As the world has continued on its trajectory to cleaner forms of energy, electric vehicles have become a major player in the automotive industry. It seems that automakers continue to add more and more into their arsenal. From Rivian to Toyota, every manufactur specializes in electric vehicles or is trying to normalize them. While electric vehicles may seem like the future — and very well could be — we aren’t in a position for that yet for several reasons, including the lack of sustainability with lithium-ion batteries.
With the present state of the U.S. electricity infrastructure, it would not be able to handle a world with only electric vehicles.
As long as the power grid continues to develop and see innovation concurrently with the slowly decreasing base EV prices, then normalizing electric vehicles will become much more manageable. Even of this gets fixed, there is still one remaining issues: The batteries in them.

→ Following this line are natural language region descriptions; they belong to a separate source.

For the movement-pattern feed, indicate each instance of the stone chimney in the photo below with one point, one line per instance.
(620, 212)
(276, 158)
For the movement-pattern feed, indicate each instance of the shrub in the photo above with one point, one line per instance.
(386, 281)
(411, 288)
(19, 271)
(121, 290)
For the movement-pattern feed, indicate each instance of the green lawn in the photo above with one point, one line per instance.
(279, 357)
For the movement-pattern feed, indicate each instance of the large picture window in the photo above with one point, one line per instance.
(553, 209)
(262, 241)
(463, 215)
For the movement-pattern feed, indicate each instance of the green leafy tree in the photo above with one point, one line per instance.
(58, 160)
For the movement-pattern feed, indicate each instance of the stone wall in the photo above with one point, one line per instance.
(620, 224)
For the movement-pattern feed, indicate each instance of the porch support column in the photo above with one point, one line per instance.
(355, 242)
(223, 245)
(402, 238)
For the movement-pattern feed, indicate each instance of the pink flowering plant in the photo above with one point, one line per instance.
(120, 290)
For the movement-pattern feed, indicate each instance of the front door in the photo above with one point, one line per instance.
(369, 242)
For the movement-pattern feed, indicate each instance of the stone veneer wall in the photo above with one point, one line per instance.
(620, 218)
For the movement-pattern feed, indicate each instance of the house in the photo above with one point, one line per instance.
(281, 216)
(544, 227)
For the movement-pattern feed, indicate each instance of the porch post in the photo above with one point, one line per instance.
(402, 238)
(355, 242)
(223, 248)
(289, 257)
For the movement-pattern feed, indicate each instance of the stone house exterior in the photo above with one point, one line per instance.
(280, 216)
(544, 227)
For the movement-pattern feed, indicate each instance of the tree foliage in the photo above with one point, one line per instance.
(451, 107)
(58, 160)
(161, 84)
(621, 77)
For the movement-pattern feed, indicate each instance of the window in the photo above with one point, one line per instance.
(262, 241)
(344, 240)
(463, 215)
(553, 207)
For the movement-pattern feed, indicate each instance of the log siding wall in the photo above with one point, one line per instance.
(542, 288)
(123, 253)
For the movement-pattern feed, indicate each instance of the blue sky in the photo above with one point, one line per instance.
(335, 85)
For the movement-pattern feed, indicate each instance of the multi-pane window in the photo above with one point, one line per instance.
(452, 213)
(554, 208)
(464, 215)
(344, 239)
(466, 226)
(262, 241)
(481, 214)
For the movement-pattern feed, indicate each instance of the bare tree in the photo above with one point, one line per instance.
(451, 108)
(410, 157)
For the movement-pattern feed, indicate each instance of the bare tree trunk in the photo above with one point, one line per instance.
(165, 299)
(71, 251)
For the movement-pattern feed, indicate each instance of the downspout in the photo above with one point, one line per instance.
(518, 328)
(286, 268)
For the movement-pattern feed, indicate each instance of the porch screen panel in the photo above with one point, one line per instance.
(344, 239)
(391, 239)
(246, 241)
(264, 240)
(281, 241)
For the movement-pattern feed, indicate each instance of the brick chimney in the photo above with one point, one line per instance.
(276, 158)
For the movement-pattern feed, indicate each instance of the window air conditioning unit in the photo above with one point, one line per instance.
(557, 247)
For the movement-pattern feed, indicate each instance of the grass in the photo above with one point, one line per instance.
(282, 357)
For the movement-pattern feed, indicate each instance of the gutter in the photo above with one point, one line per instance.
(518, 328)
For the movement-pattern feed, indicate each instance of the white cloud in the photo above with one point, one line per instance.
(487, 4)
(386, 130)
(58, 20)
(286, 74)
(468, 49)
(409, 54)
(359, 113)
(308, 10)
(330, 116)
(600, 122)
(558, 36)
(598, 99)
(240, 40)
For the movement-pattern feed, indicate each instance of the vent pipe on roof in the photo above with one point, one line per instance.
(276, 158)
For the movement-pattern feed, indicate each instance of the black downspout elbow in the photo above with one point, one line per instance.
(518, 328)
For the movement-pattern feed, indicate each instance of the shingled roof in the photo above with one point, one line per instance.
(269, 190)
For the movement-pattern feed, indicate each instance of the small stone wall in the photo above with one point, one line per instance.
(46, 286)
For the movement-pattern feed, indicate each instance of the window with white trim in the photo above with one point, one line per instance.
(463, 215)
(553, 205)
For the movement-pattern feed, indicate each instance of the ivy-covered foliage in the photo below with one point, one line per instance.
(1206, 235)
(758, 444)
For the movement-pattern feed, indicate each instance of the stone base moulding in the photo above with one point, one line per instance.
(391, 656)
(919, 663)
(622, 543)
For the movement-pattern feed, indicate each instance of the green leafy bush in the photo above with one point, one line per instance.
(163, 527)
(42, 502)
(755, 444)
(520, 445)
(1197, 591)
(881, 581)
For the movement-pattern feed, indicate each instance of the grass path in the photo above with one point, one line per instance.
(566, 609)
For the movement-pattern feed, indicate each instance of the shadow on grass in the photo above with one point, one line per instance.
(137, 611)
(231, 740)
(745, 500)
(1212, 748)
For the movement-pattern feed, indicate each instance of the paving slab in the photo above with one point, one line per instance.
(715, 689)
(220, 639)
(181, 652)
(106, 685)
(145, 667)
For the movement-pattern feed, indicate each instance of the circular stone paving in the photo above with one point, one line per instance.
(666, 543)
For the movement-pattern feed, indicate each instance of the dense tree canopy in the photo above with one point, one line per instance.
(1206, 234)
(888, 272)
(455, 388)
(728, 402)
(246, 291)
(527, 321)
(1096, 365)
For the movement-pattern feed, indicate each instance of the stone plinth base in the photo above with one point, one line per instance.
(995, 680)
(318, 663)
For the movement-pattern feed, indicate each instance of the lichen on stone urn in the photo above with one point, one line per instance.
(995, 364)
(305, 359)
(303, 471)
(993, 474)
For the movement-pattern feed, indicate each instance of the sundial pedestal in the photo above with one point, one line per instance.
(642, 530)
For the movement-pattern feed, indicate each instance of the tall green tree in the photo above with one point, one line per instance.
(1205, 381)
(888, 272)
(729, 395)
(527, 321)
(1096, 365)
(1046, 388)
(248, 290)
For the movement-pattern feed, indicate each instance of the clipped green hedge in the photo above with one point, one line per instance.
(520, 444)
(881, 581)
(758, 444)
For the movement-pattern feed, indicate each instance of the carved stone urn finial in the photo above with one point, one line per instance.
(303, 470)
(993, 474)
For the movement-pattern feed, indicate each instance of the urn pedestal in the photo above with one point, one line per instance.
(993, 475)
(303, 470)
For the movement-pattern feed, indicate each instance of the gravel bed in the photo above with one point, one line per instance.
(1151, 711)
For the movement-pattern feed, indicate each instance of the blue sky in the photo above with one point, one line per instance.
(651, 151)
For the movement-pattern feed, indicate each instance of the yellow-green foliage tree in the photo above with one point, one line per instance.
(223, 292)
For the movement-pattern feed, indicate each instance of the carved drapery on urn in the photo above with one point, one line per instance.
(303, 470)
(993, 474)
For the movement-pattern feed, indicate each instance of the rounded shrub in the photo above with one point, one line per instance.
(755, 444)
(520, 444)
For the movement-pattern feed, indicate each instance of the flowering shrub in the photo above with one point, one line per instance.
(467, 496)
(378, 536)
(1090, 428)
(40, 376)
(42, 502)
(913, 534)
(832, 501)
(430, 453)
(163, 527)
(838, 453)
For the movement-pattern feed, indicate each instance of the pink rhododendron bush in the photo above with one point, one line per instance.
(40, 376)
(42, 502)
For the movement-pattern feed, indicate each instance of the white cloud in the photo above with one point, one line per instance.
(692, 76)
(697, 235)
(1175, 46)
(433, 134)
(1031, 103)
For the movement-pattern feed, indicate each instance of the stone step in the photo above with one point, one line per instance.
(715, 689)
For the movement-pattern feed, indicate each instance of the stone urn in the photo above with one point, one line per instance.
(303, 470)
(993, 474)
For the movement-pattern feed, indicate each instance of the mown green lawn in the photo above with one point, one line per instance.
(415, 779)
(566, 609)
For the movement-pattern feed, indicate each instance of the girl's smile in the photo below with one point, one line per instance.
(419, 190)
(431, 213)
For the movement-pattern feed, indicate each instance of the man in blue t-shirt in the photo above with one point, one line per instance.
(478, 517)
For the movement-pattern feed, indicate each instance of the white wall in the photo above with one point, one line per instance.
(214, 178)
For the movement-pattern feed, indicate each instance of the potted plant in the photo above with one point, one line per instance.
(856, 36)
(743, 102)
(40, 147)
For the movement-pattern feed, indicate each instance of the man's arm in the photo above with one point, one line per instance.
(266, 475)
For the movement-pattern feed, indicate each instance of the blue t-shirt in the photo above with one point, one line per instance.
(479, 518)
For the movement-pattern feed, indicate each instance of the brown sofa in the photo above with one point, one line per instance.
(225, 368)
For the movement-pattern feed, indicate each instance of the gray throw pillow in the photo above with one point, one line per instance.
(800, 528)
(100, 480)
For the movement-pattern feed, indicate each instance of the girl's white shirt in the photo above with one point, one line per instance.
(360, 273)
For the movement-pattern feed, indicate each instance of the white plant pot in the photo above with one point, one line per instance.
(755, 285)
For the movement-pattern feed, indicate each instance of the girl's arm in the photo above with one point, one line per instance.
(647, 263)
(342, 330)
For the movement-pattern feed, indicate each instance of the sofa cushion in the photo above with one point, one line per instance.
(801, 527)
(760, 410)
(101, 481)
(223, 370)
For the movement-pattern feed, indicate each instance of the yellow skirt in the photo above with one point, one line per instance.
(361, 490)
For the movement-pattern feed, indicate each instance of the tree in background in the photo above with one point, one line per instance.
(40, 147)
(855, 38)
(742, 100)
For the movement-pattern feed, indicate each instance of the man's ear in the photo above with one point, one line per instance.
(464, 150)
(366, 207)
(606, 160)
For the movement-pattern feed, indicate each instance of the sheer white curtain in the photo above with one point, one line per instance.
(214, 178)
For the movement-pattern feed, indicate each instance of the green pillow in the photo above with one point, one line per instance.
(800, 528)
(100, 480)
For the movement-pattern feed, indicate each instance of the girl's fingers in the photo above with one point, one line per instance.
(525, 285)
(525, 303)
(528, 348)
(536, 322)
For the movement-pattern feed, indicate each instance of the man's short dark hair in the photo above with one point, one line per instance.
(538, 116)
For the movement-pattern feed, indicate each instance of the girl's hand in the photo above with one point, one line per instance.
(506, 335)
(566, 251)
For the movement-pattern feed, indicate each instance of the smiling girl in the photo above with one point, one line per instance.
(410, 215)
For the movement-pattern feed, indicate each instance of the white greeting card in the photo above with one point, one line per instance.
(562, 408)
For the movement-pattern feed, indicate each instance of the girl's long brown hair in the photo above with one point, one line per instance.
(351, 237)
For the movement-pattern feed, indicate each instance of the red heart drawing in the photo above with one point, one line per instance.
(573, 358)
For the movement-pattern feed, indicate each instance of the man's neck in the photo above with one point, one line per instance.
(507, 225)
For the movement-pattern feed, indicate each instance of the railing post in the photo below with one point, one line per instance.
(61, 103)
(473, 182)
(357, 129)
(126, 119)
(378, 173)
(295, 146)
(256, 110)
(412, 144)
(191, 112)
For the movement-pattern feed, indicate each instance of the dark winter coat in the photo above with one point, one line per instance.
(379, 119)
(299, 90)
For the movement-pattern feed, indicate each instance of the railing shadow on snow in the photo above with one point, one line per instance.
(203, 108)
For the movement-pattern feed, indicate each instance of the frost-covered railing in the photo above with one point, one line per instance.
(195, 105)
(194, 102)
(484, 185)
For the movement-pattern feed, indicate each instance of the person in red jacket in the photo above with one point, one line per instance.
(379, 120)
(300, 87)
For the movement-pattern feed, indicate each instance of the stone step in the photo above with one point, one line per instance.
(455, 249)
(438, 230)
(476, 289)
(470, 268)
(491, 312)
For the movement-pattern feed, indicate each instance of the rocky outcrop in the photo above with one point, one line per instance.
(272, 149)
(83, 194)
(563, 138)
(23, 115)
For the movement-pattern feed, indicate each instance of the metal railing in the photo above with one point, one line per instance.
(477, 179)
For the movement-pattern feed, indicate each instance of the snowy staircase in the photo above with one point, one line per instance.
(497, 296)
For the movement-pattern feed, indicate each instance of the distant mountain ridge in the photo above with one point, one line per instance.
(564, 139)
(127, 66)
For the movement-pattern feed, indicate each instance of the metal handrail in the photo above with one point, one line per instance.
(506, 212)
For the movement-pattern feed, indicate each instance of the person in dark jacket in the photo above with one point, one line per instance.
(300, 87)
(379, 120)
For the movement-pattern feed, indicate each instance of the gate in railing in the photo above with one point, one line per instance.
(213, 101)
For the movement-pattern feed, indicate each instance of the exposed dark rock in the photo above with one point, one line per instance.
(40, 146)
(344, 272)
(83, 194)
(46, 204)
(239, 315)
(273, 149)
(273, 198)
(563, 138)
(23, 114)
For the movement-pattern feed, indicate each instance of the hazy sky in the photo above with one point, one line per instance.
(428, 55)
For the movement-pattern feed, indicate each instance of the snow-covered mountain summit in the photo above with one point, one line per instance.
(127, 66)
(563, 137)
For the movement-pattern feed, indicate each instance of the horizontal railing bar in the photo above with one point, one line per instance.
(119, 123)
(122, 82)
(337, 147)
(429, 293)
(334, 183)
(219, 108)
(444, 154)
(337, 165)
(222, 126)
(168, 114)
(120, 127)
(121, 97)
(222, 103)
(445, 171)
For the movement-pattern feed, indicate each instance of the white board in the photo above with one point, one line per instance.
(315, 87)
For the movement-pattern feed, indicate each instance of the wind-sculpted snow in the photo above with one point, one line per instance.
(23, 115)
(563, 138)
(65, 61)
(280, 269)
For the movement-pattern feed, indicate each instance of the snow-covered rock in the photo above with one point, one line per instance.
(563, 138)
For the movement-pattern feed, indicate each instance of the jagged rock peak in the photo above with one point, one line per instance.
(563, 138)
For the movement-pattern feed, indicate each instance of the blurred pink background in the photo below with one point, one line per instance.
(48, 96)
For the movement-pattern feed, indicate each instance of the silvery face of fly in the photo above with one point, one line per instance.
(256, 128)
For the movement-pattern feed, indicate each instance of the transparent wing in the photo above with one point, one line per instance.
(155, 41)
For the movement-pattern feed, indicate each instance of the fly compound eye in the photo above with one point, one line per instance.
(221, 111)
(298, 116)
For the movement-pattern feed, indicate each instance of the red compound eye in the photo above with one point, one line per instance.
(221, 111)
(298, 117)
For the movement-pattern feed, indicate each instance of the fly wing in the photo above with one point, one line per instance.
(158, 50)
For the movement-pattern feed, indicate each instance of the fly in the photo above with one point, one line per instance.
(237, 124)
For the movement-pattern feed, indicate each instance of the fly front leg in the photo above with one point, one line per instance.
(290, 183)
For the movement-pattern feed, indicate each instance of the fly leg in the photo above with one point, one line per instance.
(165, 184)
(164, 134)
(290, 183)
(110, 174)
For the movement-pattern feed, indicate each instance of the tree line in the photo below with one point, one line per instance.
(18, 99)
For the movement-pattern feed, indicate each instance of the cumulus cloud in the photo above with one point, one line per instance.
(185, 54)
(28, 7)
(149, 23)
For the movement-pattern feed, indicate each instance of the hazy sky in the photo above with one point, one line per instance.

A more pressing issue than the electricity infrastructure is the mining of lithium for EV batteries. Even though there have been innovations in battery technology, it doesn’t change the fact that lithium mining is detrimental to the environment. The lithium mining process can deplete fertile lands, cause respiratory issues, along with producing high amounts of mining waste. This year-long process requires over 500,000 gallons of water to mine a metric ton of lithium.
Making the situation worse, most of the world does not recycle lithium-ion batteries.
According to the Institute for Energy Research, “In Australia, only two percent of the country’s 3,300 metric tons of lithium-ion waste is recycled. Unwanted MP3 players and laptops often end up in landfills, where metals from the electrodes and ionic fluids from the electrolyte can leak into the environment.”
The science to effectively recycle lithium-ion batteries is still being developed. It must catch up before EV owners start to retire their vehicle to a landfill.
Once we are able to recycle EV lithium-ion batteries and find a more efficient way of mining lithium, electric vehicles may be more sustainable. For now, hybrids or plug-in hybrids are a safer bet — for your wallet and the environment.